The Collier Trophy, presented by the National Aeronautic Association, is awarded yearly "for the greatest achievement in aeronautics or astronautics in America, with respect to improving the performance, efficiency, and safety of air or space vehicles, the value of which has been thoroughly demonstrated by actual use during the preceding year."
Whitcomb's second contribution, the supercritical wing, revolutionized the design of jet liners in the 1960's with a swept-back wing airfoil that delayed the onset of drag. This increased the fuel efficiency of aircraft flying close to the speed of sound.
In the 1970's, Whitcomb designed winglets, or wingtip devices that reduced yet another type of drag. This further improved aircraft efficiency and many aircraft today sport wingtips that are angled up for better fuel performance.
Whitcomb was recognized and highly decorated for his achievements. He received the National Medal of Science from Richard Nixon in 1973, the U.S. Air Force Exceptional Service medal in 1955, the first National Advisory Committee for Aeronautics' (NASA's predecessor) Distinguished Service Medal in 1956, the NASA Exceptional Scientific Achievement Medal in 1959 and the National Aeronautics Association's Wright Brothers Memorial Trophy in 1974.
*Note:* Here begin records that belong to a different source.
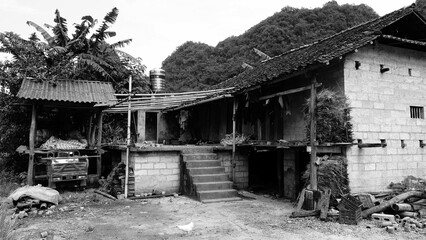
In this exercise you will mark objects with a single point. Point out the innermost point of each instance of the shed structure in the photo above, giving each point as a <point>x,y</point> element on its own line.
<point>61,106</point>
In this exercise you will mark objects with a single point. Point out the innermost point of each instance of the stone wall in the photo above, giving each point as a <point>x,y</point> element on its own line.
<point>241,169</point>
<point>155,170</point>
<point>381,110</point>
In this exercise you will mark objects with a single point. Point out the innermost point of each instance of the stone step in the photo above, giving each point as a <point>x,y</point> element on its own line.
<point>197,150</point>
<point>221,200</point>
<point>216,194</point>
<point>209,178</point>
<point>199,156</point>
<point>206,170</point>
<point>205,186</point>
<point>203,163</point>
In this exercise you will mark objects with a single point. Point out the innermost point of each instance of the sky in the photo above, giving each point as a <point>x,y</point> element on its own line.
<point>158,27</point>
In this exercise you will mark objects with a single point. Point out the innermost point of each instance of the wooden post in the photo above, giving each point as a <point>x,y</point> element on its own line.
<point>33,130</point>
<point>129,122</point>
<point>93,133</point>
<point>99,144</point>
<point>313,134</point>
<point>141,125</point>
<point>234,111</point>
<point>89,130</point>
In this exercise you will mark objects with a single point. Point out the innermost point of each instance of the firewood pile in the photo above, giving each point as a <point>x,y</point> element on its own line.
<point>403,209</point>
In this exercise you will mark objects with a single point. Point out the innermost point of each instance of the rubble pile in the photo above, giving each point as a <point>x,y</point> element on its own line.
<point>34,200</point>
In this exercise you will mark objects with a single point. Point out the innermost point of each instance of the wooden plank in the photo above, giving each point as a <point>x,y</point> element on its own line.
<point>33,129</point>
<point>301,200</point>
<point>291,91</point>
<point>324,203</point>
<point>305,213</point>
<point>313,135</point>
<point>141,126</point>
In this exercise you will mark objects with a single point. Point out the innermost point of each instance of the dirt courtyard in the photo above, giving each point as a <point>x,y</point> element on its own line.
<point>89,216</point>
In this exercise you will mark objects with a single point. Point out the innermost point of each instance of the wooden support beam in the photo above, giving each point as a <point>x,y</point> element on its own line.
<point>141,126</point>
<point>313,134</point>
<point>234,124</point>
<point>33,129</point>
<point>99,144</point>
<point>291,91</point>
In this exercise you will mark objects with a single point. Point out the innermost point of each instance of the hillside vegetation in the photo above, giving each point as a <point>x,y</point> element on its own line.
<point>194,66</point>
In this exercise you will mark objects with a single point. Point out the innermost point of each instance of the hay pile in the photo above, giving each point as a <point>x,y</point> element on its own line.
<point>332,174</point>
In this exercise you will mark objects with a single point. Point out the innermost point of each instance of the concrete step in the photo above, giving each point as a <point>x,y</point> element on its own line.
<point>216,194</point>
<point>206,170</point>
<point>197,150</point>
<point>205,186</point>
<point>209,178</point>
<point>203,163</point>
<point>221,200</point>
<point>199,156</point>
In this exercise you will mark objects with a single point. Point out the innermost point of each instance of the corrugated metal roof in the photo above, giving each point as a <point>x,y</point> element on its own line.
<point>321,51</point>
<point>76,91</point>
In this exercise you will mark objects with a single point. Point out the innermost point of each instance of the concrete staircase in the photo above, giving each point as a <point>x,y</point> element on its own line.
<point>208,178</point>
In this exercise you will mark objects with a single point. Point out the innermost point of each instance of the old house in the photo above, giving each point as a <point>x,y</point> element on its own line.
<point>378,66</point>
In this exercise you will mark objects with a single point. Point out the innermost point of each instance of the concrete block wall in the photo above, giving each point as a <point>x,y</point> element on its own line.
<point>294,123</point>
<point>241,170</point>
<point>381,110</point>
<point>155,170</point>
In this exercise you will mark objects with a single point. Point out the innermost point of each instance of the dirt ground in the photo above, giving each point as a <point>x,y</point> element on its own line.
<point>86,215</point>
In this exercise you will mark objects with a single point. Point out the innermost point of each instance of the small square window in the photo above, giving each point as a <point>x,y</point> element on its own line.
<point>417,112</point>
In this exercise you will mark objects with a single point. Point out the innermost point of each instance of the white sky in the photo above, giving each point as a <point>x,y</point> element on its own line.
<point>158,27</point>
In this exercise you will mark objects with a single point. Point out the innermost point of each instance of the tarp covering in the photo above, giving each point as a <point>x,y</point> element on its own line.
<point>38,192</point>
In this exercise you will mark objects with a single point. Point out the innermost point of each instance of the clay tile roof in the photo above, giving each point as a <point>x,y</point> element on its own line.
<point>321,51</point>
<point>75,91</point>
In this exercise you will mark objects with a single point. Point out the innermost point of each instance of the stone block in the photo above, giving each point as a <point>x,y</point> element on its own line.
<point>173,178</point>
<point>153,172</point>
<point>172,165</point>
<point>140,172</point>
<point>370,166</point>
<point>159,165</point>
<point>147,166</point>
<point>166,171</point>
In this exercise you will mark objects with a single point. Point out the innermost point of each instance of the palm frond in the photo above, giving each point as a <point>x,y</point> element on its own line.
<point>121,44</point>
<point>100,34</point>
<point>43,32</point>
<point>60,30</point>
<point>96,67</point>
<point>33,37</point>
<point>95,59</point>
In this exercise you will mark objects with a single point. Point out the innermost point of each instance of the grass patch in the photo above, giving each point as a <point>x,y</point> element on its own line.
<point>8,182</point>
<point>6,224</point>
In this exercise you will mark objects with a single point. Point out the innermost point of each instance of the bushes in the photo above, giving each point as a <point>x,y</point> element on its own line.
<point>333,118</point>
<point>6,224</point>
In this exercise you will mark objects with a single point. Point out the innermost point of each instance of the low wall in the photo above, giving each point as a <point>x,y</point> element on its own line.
<point>241,166</point>
<point>155,170</point>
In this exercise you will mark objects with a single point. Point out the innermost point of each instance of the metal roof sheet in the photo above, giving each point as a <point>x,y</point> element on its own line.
<point>76,91</point>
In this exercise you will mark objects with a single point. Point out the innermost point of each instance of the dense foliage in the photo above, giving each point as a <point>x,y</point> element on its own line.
<point>196,65</point>
<point>333,118</point>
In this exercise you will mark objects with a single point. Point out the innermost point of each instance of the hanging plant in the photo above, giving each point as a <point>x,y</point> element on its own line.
<point>333,118</point>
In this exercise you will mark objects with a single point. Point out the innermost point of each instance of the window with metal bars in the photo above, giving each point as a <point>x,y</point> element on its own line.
<point>417,112</point>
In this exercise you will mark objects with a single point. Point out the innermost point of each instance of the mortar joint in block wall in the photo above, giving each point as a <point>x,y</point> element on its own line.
<point>382,144</point>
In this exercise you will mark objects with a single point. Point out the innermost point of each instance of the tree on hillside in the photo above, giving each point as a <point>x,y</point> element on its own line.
<point>287,29</point>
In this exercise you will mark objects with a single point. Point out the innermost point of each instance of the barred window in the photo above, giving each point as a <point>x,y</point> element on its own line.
<point>417,112</point>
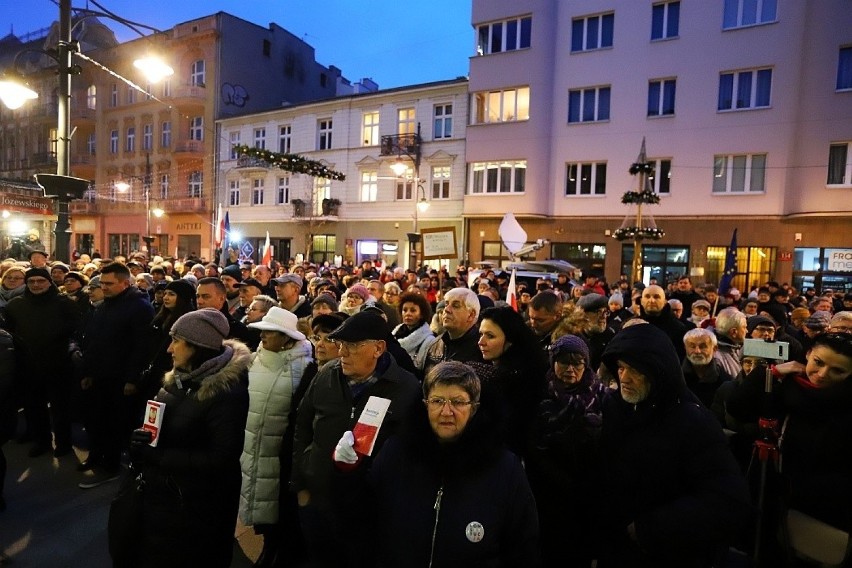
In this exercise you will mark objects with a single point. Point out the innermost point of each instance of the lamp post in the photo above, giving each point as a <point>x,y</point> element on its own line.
<point>409,145</point>
<point>13,95</point>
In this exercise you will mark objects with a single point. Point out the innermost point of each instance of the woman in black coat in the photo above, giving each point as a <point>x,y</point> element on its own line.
<point>445,492</point>
<point>192,477</point>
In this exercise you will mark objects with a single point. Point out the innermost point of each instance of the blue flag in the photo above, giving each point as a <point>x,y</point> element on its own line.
<point>226,242</point>
<point>730,266</point>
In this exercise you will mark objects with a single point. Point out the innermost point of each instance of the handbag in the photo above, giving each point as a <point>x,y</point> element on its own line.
<point>124,528</point>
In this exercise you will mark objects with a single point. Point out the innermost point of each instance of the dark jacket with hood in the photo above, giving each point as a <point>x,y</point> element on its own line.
<point>192,478</point>
<point>666,322</point>
<point>116,340</point>
<point>484,493</point>
<point>667,465</point>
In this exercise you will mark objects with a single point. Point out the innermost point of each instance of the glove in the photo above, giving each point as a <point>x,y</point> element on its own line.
<point>345,451</point>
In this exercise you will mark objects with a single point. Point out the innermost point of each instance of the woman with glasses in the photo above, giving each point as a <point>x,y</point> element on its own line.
<point>414,334</point>
<point>515,382</point>
<point>445,492</point>
<point>560,466</point>
<point>813,405</point>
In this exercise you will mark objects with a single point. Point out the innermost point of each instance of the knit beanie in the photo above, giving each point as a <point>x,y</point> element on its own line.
<point>568,344</point>
<point>183,289</point>
<point>31,272</point>
<point>205,328</point>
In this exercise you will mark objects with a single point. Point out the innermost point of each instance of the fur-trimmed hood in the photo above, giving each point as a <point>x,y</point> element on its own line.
<point>215,376</point>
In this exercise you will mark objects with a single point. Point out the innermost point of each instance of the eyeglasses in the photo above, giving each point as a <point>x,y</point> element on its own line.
<point>577,366</point>
<point>350,346</point>
<point>457,404</point>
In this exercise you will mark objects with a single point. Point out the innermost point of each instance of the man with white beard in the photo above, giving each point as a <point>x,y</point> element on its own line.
<point>702,371</point>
Whitcomb has been inducted into other prestigious groups, including the National Inventors' Hall of Fame in 2003, the National Academy of Engineering in 1976, for his pioneering research in the aerodynamic design of high performance aircraft, and the Paul E. Garber First Flight Shrine at the Wright Brothers National Memorial in North Carolina.
He was awarded an honorary doctorate and the presidential medal from his alma mater, Worcester Polytechnic Institute.
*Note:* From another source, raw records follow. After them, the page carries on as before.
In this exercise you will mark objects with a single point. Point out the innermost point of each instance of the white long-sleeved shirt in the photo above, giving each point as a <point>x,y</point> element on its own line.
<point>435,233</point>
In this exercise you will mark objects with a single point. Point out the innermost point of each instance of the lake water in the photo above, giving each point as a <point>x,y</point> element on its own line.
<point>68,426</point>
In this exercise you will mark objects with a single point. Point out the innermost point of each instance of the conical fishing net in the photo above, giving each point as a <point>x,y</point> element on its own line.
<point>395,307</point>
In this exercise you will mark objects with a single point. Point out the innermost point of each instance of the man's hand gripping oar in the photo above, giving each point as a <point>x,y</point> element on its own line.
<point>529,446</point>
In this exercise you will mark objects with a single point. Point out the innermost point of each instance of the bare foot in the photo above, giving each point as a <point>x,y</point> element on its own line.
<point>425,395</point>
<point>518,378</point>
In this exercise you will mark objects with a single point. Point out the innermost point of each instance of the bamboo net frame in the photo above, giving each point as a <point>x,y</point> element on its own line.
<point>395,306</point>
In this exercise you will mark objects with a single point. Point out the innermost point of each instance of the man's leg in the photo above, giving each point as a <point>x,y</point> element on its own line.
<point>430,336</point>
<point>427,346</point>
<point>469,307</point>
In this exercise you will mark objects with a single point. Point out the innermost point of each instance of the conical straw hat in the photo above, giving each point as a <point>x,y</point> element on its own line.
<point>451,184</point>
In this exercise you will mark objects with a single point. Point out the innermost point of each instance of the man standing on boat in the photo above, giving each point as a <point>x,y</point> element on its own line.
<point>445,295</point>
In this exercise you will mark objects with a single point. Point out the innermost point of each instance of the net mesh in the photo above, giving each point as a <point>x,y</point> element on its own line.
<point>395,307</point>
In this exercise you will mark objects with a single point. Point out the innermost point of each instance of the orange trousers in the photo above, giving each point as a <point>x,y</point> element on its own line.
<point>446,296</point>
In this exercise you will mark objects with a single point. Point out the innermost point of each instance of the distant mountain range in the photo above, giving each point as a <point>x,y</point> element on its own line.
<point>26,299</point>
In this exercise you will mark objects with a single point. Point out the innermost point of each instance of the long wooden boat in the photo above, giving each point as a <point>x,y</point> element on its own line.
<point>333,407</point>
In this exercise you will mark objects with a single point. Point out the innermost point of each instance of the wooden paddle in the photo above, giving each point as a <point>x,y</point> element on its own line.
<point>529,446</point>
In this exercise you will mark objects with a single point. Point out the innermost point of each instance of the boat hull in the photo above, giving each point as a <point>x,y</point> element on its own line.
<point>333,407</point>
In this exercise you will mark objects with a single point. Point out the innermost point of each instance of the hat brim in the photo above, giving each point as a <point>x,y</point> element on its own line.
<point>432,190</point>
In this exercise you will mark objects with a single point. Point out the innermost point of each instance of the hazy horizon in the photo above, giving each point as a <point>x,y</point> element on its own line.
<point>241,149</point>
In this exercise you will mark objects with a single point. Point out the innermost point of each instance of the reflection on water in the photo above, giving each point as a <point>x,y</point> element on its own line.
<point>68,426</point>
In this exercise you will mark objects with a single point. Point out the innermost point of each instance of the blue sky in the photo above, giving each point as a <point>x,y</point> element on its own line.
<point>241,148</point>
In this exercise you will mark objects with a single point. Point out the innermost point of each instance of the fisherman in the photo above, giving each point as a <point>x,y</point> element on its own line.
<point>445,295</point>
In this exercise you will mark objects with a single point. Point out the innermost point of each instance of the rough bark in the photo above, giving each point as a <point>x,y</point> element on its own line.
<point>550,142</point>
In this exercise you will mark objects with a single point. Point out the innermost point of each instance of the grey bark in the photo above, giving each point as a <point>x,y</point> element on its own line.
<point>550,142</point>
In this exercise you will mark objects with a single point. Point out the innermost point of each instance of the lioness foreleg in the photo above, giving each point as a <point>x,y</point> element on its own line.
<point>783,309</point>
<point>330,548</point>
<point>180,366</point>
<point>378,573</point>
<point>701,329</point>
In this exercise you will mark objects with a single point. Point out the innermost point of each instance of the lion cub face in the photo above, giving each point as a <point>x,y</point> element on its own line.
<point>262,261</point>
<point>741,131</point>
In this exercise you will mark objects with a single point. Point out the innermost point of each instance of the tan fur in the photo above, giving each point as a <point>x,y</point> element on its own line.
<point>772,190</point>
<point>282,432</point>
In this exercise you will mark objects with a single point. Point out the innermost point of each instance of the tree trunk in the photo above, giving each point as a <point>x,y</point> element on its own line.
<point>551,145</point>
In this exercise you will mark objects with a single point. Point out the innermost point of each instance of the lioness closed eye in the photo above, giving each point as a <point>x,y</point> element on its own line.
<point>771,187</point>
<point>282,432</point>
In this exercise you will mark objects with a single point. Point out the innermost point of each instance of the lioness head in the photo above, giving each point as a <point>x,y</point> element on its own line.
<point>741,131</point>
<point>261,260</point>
Other National Aviation Hall of Fame inductees this year include aviation artist Keith Ferris, female aviation pioneer Geraldine Cobb, and the late Elwood Quesada, an Air Force general and pilot who in 1929 helped develop and demonstrate air-to-air refueling and was the first commander of the USAF Tactical Air Command and the first head of the Federal Aviation Administration.